La seule fois où elle m'a regardée c'est lorsque je lui ai lu les dernières pages du cahier des visites qu'il va falloir d'ailleurs bientôt remplacer parce qu'on arrive au bout...
A la dérobée, elle m'a regardée. Lorsque j'ai levé les yeux vite fait des lignes, j'ai subrepticement croisé son regard, et malgré la fugacité de l'instant j'ai bien vu que c'était un regard doux et admiratif, celui qu'elle posait déjà sur moi "avant" . mais elle a vite détourné les yeux.
Que c'est DUR de ne pas pouvoir l'aider davantage!!!!
Je ressors vidée d'énergie pas fière de moi, avec presque honte de reprendre une vie si "normale".

lundi 21 mai 2012

Date anniversaire

Il pleut.
L'eau s'insinue entre le col de mon imper et mon cou.
Je reste impassible, la tête légèrement en avant pour protéger mes yeux.
Mes yeux qui regardent la tombe.
Bien propre, bien fleurie, où chaque chose est à sa place. Du coup qui me ressemble si peu!
Je me fais la réflexion qu'elle était plus brouillon, plus anarchique du temps qu'on y allait souvent ses amis, Clara et moi.

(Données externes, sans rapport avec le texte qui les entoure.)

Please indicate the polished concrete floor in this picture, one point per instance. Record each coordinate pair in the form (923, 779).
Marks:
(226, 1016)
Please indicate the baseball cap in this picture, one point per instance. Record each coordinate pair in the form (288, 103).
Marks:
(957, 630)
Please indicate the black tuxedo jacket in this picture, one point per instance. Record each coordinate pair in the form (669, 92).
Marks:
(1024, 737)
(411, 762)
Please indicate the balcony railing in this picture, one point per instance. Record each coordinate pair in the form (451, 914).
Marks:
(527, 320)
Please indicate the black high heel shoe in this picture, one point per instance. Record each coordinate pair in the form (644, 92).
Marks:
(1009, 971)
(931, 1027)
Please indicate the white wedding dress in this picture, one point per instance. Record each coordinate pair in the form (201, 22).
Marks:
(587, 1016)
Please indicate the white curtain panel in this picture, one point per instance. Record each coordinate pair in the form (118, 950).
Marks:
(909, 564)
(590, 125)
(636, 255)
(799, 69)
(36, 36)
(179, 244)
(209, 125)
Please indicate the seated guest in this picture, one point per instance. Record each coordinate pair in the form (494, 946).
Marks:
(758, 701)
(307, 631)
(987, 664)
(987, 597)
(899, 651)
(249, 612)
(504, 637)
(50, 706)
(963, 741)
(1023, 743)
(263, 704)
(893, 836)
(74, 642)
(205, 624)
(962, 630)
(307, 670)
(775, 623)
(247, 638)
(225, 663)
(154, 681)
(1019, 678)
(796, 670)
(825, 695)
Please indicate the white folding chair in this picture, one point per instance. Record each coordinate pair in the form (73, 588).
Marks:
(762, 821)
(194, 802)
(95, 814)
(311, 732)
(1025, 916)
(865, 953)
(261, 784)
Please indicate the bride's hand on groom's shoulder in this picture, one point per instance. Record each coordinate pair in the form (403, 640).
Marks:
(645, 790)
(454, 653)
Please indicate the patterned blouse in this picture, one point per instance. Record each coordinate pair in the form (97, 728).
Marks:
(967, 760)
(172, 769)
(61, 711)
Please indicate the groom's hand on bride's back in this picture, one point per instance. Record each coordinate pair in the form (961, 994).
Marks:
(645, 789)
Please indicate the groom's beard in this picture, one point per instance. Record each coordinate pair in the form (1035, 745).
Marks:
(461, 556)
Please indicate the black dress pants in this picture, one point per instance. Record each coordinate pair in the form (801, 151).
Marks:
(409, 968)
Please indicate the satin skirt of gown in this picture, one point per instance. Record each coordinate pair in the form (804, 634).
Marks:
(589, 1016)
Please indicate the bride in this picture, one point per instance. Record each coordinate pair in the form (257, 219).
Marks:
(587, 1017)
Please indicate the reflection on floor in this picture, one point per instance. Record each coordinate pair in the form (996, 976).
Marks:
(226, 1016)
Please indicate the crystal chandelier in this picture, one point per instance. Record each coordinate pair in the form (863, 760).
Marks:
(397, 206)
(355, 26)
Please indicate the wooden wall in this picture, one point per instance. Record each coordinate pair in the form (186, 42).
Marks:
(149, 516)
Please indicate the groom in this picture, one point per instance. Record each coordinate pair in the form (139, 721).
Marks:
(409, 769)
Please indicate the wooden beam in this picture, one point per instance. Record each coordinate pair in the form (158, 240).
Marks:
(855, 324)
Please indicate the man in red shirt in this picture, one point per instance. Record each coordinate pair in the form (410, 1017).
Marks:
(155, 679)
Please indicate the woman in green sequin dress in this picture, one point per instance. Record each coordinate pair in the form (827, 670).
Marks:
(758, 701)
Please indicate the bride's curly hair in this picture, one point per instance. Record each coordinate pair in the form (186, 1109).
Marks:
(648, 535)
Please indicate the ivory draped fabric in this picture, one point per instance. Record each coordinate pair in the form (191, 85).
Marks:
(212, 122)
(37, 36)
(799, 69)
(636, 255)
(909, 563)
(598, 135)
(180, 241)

Je laissais les traces de passage des uns et des autres en vrac. Je ne sais pas faire de belles choses bien propres, bien rangées.
Je me dis que 5 ans sont déjà passés.
Je sens le poids de ces cinq années à l'absence de douleur dans mon plexus.
La tristesse resurgit parfois au détour, d'une photo, d'un souvenir évoqué, d'un manque éprouvé.
Mais la douleur, celle qui tord les boyaux avec des hauts le coeur, celle qui terrasse la volonté de se mouvoir, qui empêche de respirer, elle n'est plus.
En ce moment il fait froid.
Il pleut.
Alors la mémoire corporelle se tait.
Cette mémoire-là s'est exprimée toutes les autres années précédentes. Elle est terrible parce que fulgurante et incontrôlable. Lorsque les conditions extérieures sont réunies. Les roses, la chaleur, le soleil, les chants d'oiseaux, la légère brise du matin. Lorsque tous les éléments du tableau sont là, à l'époque anniversaire fatidique, les cellules se souviennent et elles envoient toutes en même temps des messages d'alerte. On se sent oppressée avec le sentiment d'un danger imminent . Puis seulement alors le cerveau analyse la situation, la mémoire revient...Oui c'était un jour exactement comme celui-là lorsqu'il est mort....Malgré tout, les cellules continuent de ré évoquer la souffrance éprouvée ce jour-là et c'est infernal!
Mais cette année, les cellules sont restées en paix car elles n'ont pas reconnu les conditions extérieures.
Voilà.
Je me dis tout cela et d'autres choses.
La pluie ruisselant sur mes épaules.